Eh, sì, perché io ho da fare, mica posso pensare a mangiare. Io devo controllare, devo stare attenta che tutto sia a posto.
Come, dove?
A bordo, no? Il volo, la rotta, il motore, il vento, le nuvole. Conosco ogni rumore, almeno penso, e quando ne sento qualcuno che non mi torna vado letteralmente nel panico.
E quelle, che fanno? Passano col carrello.
< Biscotti o salatini>?
Ma ti sembra il momento?
Se mangio sento lo scrocchiare dei biscotti sotto i miei denti: come faccio a capire se i motori stanno funzionando? E se quelle hostess stanno lì a sorridere, chiacchierare, gentili che nessuno ci crede, non io almeno, come faccio a concentrarmi?
Allora li prendo – <Biscotti> – solo per evitare discussioni. Perché se dico <no< ai biscotti allora mi offrono l’acqua e poi le salviette, <altrimenti chieda pure che noi siamo qui a disposizione>.
Se, invece, le vedo arrivare col carrello e per caso sento da lontano il rumore della plastica o delle lattine che sbattono l’una contro l’altra – <Aiuto, sta succedendo qualcosa: vento, vuoti d’aria, perdita di quota>? – subito lo sguardo, il mio, si fionda sulla hostess che quasi mai raccoglie il mio may day. E se quella batte in ritirata con le bottiglie, i salatini e l‘afrore di caffè, ecco, in quel momento io mi attrezzo per la catastrofe imminente. Non prego, no: il segno della croce, almeno venti, l’ho già fatto prima del decollo e dovrebbe bastare.
No, mi guardo a fianco, e…. chi c’è c’è: peggio per lui. Lo acchiappo. Gli afferro il braccio e la mano, e stringo e poi, ma solo poi dico, “scusi, ho paura, mi tenga la mano”. E quello, uomo o donna, giovane o anziano, mai che fosse un bono tipo, non so, Alessandro Gassmann, ha sempre la stessa reazione: prima sorride poi, mosso a compassione, comincia a parlare, vuole spiegarmi che non c’è da avere paura.
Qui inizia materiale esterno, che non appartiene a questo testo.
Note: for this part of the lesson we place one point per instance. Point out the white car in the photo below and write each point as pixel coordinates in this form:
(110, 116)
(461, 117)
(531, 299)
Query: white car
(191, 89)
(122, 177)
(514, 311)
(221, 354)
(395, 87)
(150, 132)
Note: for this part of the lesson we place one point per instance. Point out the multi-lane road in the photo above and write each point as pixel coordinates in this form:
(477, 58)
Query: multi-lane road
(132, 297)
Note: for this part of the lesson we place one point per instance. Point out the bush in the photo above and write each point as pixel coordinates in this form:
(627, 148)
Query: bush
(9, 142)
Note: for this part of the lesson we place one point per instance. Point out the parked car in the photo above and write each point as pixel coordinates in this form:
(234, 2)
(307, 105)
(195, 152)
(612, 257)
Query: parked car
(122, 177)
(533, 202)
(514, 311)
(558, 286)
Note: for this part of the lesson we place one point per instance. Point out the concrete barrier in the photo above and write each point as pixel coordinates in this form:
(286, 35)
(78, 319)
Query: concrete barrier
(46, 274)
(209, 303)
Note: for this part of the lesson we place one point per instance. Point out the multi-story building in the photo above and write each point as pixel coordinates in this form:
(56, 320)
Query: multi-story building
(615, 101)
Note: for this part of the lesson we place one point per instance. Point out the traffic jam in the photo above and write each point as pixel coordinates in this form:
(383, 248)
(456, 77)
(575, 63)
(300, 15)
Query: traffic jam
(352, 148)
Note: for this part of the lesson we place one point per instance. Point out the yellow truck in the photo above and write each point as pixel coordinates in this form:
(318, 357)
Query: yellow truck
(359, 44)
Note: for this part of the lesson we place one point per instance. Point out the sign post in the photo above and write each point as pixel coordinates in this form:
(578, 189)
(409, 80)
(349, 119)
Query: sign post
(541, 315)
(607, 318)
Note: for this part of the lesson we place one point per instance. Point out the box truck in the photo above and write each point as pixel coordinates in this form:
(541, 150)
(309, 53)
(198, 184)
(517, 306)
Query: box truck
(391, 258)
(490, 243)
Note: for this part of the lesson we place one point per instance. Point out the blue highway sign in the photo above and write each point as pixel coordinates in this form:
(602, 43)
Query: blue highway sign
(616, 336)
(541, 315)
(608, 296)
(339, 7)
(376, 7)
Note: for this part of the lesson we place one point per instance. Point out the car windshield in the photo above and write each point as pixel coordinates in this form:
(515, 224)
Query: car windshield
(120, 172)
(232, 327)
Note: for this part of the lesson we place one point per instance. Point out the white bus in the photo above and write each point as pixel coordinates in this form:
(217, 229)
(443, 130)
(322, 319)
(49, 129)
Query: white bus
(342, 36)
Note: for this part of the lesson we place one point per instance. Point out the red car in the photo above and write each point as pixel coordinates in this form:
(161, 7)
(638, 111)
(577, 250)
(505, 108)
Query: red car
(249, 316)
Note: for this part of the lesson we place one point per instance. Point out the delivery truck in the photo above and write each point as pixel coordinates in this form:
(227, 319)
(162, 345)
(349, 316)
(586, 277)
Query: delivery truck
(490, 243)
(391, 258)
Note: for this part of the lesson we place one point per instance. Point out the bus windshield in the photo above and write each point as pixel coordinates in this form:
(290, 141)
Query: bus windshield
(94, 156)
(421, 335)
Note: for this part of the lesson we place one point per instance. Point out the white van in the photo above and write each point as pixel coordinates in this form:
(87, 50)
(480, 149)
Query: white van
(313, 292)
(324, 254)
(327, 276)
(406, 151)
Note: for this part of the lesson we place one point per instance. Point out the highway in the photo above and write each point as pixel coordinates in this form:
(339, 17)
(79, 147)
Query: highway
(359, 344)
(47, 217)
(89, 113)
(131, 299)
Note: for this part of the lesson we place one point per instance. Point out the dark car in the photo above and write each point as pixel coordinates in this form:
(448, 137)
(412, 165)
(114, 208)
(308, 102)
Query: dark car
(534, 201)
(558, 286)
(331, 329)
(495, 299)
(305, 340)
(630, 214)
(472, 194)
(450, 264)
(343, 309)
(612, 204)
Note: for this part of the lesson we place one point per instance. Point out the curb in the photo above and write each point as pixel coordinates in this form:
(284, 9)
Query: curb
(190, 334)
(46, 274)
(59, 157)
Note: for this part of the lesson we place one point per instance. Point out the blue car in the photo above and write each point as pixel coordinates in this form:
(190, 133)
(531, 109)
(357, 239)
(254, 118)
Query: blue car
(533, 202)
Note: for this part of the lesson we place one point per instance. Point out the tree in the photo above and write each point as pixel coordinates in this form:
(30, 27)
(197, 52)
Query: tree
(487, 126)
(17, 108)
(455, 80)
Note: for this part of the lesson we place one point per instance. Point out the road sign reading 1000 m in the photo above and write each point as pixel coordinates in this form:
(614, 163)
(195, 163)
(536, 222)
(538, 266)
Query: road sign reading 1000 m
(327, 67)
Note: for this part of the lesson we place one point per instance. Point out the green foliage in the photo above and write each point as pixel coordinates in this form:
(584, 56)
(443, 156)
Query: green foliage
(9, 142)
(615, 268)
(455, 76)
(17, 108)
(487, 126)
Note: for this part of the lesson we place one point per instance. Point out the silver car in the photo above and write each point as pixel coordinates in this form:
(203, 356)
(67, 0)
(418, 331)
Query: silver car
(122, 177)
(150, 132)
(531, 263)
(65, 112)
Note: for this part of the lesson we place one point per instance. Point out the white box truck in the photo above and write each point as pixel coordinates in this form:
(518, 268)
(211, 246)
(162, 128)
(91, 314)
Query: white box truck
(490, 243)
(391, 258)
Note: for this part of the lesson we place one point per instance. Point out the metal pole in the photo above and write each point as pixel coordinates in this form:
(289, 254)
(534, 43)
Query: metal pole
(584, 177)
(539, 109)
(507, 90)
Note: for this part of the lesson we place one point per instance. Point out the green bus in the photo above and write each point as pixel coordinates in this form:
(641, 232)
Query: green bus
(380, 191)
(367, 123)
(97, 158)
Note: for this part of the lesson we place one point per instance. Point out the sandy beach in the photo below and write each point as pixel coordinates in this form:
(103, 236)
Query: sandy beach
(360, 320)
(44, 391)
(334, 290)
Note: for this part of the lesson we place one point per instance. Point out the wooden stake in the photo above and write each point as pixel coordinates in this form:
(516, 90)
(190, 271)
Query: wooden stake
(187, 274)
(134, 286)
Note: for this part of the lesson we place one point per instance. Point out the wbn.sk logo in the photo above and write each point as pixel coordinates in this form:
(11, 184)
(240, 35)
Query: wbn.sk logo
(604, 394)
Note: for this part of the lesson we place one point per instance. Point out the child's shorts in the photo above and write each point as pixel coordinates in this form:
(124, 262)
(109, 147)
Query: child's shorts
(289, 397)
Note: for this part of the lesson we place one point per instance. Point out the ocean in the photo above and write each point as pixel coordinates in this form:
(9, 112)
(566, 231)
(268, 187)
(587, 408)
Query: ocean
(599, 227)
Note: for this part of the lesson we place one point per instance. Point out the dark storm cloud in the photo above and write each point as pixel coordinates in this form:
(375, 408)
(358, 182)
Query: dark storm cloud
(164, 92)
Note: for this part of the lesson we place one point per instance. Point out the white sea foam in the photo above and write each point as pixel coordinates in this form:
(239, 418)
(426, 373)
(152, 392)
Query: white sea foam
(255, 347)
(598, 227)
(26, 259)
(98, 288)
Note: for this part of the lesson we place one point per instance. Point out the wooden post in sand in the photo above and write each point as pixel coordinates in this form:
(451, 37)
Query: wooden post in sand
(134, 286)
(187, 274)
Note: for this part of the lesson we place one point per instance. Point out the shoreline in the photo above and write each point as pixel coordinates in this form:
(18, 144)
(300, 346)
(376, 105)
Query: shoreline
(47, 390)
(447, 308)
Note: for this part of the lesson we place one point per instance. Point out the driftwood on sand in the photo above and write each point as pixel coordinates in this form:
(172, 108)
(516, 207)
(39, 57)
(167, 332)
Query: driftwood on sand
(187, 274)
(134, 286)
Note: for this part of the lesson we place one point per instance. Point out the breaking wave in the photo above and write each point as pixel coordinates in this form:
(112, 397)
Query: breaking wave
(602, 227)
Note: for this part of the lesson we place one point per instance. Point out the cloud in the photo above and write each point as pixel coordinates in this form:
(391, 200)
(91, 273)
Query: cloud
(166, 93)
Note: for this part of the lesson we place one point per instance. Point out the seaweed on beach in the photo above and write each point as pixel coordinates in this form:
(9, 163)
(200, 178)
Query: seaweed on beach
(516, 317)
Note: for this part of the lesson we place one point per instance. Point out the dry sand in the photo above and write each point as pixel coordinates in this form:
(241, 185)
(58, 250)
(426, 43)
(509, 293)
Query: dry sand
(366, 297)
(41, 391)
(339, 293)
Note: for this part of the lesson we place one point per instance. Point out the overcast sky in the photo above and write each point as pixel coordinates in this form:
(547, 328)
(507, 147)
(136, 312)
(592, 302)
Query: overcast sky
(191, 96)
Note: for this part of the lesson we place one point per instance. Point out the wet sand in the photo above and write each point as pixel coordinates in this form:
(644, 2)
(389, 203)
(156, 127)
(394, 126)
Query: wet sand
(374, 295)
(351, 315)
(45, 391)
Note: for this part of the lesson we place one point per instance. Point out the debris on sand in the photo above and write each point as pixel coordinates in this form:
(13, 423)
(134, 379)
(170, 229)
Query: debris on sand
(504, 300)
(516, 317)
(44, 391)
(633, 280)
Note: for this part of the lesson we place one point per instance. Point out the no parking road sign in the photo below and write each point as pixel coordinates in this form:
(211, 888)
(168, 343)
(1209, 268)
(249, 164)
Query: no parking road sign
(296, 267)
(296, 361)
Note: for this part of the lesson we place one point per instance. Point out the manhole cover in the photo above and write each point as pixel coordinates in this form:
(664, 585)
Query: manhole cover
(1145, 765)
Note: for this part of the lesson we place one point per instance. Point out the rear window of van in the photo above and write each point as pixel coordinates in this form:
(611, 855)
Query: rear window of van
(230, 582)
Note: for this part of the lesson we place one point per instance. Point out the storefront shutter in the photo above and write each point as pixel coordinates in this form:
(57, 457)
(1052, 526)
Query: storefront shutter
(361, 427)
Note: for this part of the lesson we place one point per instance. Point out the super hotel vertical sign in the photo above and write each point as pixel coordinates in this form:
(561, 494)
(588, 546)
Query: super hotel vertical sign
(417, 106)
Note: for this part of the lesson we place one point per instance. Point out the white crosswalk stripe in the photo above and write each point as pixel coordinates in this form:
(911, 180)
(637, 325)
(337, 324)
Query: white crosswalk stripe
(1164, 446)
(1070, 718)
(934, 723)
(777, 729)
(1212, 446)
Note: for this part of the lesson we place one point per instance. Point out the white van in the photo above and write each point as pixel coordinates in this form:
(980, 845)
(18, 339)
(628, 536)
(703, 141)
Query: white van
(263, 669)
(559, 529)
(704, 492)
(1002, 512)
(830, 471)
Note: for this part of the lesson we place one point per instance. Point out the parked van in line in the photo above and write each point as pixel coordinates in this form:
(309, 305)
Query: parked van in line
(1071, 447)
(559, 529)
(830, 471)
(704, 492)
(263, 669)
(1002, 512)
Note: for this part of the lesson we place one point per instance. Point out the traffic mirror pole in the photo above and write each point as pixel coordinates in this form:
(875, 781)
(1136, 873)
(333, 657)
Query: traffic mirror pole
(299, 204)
Stesse zitto almeno, perchè io, anche nel panico, devo ascoltare i rumori e guardare le hostess.
Accidenti! Com’è che non passano più?
Quanto vorrei quel carrello coi salatini, pure il caffè.
Niente. Sparite.
E non posso neanche guardar fuori perché sono seduta al corridoio e quelli a fianco a me, uffa, mi impediscono la visuale. Perché non sto al finestrino? Perché qui la via di fuga è più facile, che domande! E posso pure dare una mano in caso ci sia, che so?, da sventare un attentato, fermare un terrorista.
Non ci credete?
L’ho fatto.
Tornavo da Parigi dopo l’11 settembre…
A parte il fatto che c’era un vento pazzesco e, secondo me (e io me ne intendo) l’aereo pendeva verso destra e io, uffa, ho dovuto lavorare per tutto il viaggio: inclinata a sinistra, così, per raddrizzare l’aereo. Tutto il volo, due ore mi sembra, una fatica, però ce l’ho fatta, quando mi ci metto raggiungo sempre l’obbiettivo.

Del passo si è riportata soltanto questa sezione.